Литмир - Электронная Библиотека

Внизу записки отдельной строкой значилось число и стояла подпись: Исламбек.

Вознесенский огляделся. Огород был пуст, тих и невинен. В дымке курились холмы за городом, на утреннюю молитву сзывали мусульман муэдзины.

Комиссар скомкал листок, сунул в гимнастерку. Вернулся в дом, где жена готовила завтрак.

– Ася, я тебя прошу, ты сегодня никуда не ходи, – попросил он, не глядя на нее. – Я Федулова пришлю, пусть он крыльцо поправит.

– Что случилось, Алешка?

– И дети тоже. Пусть дома посидят. Обещаешь?

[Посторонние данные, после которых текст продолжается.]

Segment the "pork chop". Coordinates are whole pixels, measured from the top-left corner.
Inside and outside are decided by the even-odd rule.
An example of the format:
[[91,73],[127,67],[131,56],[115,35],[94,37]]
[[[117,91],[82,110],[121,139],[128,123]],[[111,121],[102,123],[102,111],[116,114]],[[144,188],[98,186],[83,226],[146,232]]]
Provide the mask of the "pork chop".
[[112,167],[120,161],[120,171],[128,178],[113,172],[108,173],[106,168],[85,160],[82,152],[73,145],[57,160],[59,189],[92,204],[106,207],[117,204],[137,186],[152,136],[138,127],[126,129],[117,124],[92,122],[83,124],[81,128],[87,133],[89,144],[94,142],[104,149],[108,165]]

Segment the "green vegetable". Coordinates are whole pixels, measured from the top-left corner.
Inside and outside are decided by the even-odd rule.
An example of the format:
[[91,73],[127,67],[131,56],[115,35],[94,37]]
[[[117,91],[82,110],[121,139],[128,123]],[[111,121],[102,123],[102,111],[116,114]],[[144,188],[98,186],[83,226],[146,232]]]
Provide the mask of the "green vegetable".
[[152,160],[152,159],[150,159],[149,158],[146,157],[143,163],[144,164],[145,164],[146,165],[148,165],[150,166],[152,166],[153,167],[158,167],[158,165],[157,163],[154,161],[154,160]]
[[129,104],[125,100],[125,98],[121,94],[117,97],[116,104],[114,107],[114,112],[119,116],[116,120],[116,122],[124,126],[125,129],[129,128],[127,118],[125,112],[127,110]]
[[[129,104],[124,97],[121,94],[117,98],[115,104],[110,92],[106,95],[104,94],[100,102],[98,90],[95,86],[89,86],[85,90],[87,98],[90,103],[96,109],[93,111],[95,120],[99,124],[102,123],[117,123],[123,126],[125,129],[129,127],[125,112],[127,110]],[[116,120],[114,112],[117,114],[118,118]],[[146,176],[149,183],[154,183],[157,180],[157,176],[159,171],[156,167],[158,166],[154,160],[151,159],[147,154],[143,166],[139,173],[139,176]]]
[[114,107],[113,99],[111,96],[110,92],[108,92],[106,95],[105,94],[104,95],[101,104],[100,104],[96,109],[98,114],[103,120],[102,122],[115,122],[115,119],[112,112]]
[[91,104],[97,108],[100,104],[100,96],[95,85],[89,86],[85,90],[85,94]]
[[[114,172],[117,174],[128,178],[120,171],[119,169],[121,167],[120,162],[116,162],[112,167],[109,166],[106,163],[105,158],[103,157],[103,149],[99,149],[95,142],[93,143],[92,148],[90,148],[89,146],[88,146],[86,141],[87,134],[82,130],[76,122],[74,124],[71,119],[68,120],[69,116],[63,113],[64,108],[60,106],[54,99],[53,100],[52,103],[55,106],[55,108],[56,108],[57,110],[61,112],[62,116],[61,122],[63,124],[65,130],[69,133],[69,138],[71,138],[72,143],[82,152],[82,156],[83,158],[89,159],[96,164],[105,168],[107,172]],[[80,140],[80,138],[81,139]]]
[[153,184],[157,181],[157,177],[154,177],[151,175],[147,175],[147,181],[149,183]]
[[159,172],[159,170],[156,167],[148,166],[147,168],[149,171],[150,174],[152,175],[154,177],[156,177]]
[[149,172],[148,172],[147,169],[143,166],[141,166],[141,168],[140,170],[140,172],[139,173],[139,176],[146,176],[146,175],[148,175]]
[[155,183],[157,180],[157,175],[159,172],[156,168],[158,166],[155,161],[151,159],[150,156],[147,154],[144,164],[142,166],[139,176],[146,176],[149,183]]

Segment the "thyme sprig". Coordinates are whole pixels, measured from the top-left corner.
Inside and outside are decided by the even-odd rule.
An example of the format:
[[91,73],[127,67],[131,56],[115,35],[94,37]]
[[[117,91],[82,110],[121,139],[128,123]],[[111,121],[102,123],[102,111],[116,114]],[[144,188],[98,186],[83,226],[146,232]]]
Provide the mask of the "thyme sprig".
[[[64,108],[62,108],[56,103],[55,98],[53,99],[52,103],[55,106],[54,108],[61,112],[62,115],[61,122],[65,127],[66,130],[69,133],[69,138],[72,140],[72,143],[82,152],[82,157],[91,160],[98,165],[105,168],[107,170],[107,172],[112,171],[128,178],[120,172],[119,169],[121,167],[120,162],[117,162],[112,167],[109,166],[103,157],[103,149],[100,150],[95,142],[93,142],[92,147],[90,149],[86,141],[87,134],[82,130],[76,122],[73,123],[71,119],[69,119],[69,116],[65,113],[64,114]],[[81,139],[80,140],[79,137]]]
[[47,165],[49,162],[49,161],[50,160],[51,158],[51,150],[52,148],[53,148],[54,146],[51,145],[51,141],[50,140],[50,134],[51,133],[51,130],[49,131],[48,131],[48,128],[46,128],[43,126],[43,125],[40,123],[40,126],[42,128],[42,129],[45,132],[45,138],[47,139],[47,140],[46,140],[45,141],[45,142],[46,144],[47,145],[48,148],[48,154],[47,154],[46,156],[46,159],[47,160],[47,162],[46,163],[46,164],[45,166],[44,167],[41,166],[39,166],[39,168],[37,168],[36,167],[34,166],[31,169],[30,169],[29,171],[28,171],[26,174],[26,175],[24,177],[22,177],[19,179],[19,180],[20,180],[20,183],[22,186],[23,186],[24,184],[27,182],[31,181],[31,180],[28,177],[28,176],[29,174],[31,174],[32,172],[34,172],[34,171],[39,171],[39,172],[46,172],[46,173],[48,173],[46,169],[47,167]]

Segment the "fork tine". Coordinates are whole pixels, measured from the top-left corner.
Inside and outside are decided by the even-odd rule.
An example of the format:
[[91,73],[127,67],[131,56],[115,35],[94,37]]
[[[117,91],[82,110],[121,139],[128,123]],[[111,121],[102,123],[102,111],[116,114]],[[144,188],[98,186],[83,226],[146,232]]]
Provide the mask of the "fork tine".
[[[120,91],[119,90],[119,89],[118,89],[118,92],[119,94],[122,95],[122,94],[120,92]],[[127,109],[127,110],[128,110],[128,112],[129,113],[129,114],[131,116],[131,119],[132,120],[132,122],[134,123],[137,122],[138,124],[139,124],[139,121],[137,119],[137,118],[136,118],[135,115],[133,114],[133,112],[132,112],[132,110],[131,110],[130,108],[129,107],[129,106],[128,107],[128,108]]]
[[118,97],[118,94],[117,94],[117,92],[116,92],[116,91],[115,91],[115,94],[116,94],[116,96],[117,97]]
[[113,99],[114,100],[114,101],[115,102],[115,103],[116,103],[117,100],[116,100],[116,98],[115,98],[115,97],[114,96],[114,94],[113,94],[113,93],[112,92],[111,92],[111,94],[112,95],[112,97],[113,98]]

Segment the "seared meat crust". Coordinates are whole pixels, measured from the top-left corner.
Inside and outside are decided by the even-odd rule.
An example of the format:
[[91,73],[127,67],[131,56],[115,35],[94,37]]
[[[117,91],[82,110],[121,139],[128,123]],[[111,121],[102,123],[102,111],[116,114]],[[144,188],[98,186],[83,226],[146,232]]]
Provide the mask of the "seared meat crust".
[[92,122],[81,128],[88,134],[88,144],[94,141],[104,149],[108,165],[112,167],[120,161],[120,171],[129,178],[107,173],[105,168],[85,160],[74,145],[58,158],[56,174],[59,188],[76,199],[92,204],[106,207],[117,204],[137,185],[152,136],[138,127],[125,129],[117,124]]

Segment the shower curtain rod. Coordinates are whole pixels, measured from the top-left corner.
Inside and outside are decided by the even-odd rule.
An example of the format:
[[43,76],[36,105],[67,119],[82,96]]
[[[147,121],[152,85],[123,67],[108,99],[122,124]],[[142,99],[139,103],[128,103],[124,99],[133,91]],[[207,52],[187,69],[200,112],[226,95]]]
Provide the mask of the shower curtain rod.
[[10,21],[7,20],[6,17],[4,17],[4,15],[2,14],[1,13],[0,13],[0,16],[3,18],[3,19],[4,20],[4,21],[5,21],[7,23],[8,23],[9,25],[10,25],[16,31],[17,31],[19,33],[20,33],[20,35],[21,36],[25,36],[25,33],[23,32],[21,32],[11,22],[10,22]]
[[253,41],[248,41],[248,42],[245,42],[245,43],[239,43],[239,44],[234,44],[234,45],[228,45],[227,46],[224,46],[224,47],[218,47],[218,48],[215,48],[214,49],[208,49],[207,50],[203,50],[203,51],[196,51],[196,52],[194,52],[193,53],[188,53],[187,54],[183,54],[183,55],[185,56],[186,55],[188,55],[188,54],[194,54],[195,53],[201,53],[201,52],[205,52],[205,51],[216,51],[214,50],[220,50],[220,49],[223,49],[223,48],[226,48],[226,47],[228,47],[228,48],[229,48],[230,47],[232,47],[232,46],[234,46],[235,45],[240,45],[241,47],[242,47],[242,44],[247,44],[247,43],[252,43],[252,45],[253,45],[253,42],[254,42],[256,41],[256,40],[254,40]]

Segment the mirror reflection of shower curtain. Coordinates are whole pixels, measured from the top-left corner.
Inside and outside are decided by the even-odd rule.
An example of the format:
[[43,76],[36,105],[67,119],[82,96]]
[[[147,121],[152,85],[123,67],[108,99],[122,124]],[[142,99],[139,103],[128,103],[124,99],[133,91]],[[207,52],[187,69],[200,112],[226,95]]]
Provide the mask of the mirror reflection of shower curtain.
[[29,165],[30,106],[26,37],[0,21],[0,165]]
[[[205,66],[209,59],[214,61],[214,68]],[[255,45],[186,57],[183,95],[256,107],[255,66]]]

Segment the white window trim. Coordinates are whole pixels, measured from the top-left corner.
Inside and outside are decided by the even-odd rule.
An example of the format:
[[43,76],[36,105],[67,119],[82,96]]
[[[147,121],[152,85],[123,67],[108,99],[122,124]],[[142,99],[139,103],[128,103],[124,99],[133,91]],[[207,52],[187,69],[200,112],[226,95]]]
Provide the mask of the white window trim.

– Ты скажешь, что стряслось?

– Ничего, кроме того, что я уже сказал: поймали одного из командиров Исламбека, и он этого так не оставит.

– Ну ладно. – Ася задумчиво смотрела вслед мужу, когда он оседлал лошадь и рысью поскакал по узкой улочке в сторону городских ворот.

Спустя неделю Бухару облетела новость – в военной части в красном уголке состоится открытый суд над преступником Муллой-Рахмудом. Зульфия собралась пойти, позвала Асю. Вознесенский не велел ей носа высовывать из дома, но разве она пленница? Все пойдут на суд, а она должна сидеть дома?

Сколько раз приходилось слышать о злодеяниях и коварстве Муллы-Рахмуда, и вот представился случай увидеть его воочию.

Когда Ася и Зульфия подходили к воинской части, со всех сторон туда стекались людские ручейки. Шли женщины, мужчины, старики. Битком набит был красноармейский клуб – сидели на полу, в проходах, возле самой сцены.

Выступил командир. Говорил весомо, словно кирпичи складывал на грубо сколоченный стол.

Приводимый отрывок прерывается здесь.